Neighbourhood in Coimbatore, Tamil Nadu, India

Kalapatti is a neighborhood of the city of Coimbatore in the Indian state of Tamil Nadu, India. It was a panchayat town until 2011, when it was merged with the Coimbatore Corporation. It is part of the east zone of the corporation. Spread across an area of 25.6 km2, it had a population of 39,586 individuals as per the 2011 census.

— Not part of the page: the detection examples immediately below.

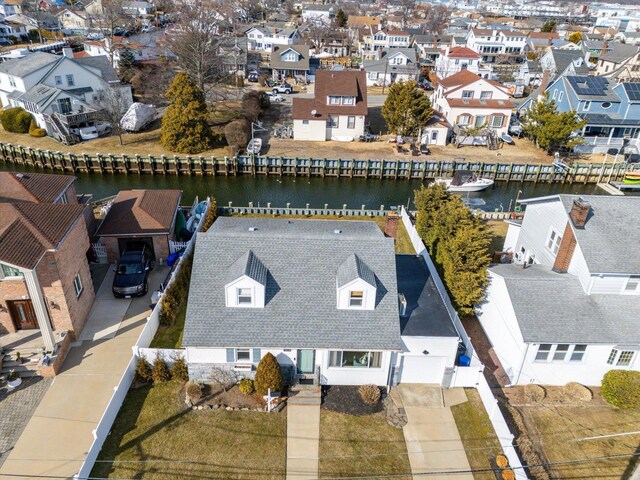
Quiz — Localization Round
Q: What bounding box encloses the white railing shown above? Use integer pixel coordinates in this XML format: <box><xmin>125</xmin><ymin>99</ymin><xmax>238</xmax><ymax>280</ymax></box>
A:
<box><xmin>91</xmin><ymin>243</ymin><xmax>109</xmax><ymax>263</ymax></box>
<box><xmin>401</xmin><ymin>207</ymin><xmax>528</xmax><ymax>480</ymax></box>
<box><xmin>74</xmin><ymin>198</ymin><xmax>211</xmax><ymax>480</ymax></box>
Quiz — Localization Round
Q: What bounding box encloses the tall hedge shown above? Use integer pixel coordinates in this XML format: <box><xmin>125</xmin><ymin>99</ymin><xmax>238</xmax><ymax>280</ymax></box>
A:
<box><xmin>160</xmin><ymin>72</ymin><xmax>214</xmax><ymax>153</ymax></box>
<box><xmin>600</xmin><ymin>370</ymin><xmax>640</xmax><ymax>408</ymax></box>
<box><xmin>253</xmin><ymin>353</ymin><xmax>283</xmax><ymax>395</ymax></box>
<box><xmin>0</xmin><ymin>107</ymin><xmax>31</xmax><ymax>133</ymax></box>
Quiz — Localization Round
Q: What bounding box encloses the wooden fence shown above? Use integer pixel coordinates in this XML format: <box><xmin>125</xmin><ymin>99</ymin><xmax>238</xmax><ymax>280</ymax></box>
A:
<box><xmin>0</xmin><ymin>143</ymin><xmax>640</xmax><ymax>184</ymax></box>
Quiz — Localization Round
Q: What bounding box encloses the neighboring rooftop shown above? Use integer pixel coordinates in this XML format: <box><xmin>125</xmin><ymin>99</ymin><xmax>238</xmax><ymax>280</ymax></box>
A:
<box><xmin>182</xmin><ymin>217</ymin><xmax>401</xmax><ymax>350</ymax></box>
<box><xmin>96</xmin><ymin>190</ymin><xmax>182</xmax><ymax>236</ymax></box>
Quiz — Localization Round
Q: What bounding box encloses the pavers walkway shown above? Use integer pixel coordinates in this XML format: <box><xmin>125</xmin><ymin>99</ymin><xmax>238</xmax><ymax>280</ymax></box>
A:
<box><xmin>394</xmin><ymin>384</ymin><xmax>473</xmax><ymax>480</ymax></box>
<box><xmin>0</xmin><ymin>267</ymin><xmax>168</xmax><ymax>480</ymax></box>
<box><xmin>287</xmin><ymin>404</ymin><xmax>320</xmax><ymax>480</ymax></box>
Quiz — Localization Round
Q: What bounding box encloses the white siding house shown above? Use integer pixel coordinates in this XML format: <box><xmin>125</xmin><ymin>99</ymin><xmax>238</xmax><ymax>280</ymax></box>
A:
<box><xmin>476</xmin><ymin>195</ymin><xmax>640</xmax><ymax>386</ymax></box>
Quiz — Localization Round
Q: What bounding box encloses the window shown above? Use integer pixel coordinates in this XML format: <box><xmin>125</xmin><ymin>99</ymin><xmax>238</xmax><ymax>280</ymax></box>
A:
<box><xmin>73</xmin><ymin>273</ymin><xmax>84</xmax><ymax>297</ymax></box>
<box><xmin>624</xmin><ymin>275</ymin><xmax>640</xmax><ymax>293</ymax></box>
<box><xmin>237</xmin><ymin>288</ymin><xmax>253</xmax><ymax>305</ymax></box>
<box><xmin>535</xmin><ymin>343</ymin><xmax>552</xmax><ymax>362</ymax></box>
<box><xmin>547</xmin><ymin>229</ymin><xmax>562</xmax><ymax>255</ymax></box>
<box><xmin>349</xmin><ymin>291</ymin><xmax>364</xmax><ymax>307</ymax></box>
<box><xmin>607</xmin><ymin>348</ymin><xmax>636</xmax><ymax>367</ymax></box>
<box><xmin>236</xmin><ymin>348</ymin><xmax>251</xmax><ymax>362</ymax></box>
<box><xmin>491</xmin><ymin>115</ymin><xmax>504</xmax><ymax>128</ymax></box>
<box><xmin>0</xmin><ymin>264</ymin><xmax>24</xmax><ymax>278</ymax></box>
<box><xmin>329</xmin><ymin>350</ymin><xmax>382</xmax><ymax>368</ymax></box>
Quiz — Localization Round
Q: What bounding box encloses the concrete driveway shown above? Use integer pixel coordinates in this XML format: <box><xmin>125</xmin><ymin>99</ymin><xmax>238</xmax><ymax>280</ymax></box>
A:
<box><xmin>0</xmin><ymin>267</ymin><xmax>168</xmax><ymax>479</ymax></box>
<box><xmin>394</xmin><ymin>384</ymin><xmax>473</xmax><ymax>480</ymax></box>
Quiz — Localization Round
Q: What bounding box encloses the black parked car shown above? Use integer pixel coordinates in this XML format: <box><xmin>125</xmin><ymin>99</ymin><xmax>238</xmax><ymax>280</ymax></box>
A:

== Geography and administration ==
Kalapatti is a neighborhood of the city of Coimbatore in the Indian state of Tamil Nadu. It was a Panchayat town until 2011, when it was merged with the Coimbatore Corporation, along with Singanallur and Vilankurichi. It forms part of the Coimbatore North taluk. It is located in the western part of the state. Spread across an area of 25.6 km2, it is one of the 20 wards in the east zone of the Coimbatore corporation. Kalapatti is located off Avinashi road, a main arterial road in Coimbatore, close to the Coimbatore International Airport and commercial establishments.

The region has a tropical climate with hot summers and mild winters. The highest temperatures are recorded in April and May, with lowest recordings in December-January. he neighborhood forms part of the Kavundampalayam Assembly constituency that elects its member to the Tamil Nadu legislative assembly and the Coimbatore Lok Sabha constituency that elects its member to the Parliament of India.

==Demographics==
As per the 2011 census, Kalapatti had a population of 39,586 individuals across 10,969 households. The population saw a significant increase compared to the previous census in 2001 when 22,034 inhabitants were registered. The population consisted of 19,936
males	and 19,650 females. About 3,993 individuals were below the age of six years. The entire population is classified as urban. The town has an average literacy rate of 89.8%. About 8.6% of the population belonged to scheduled castes.

About 45.1% of the eligible population were employed full-time. Hinduism was the majority religion which was followed by 92.8% of the population, with Christianity (5.5%) and Islam (1.2%) being minor religions.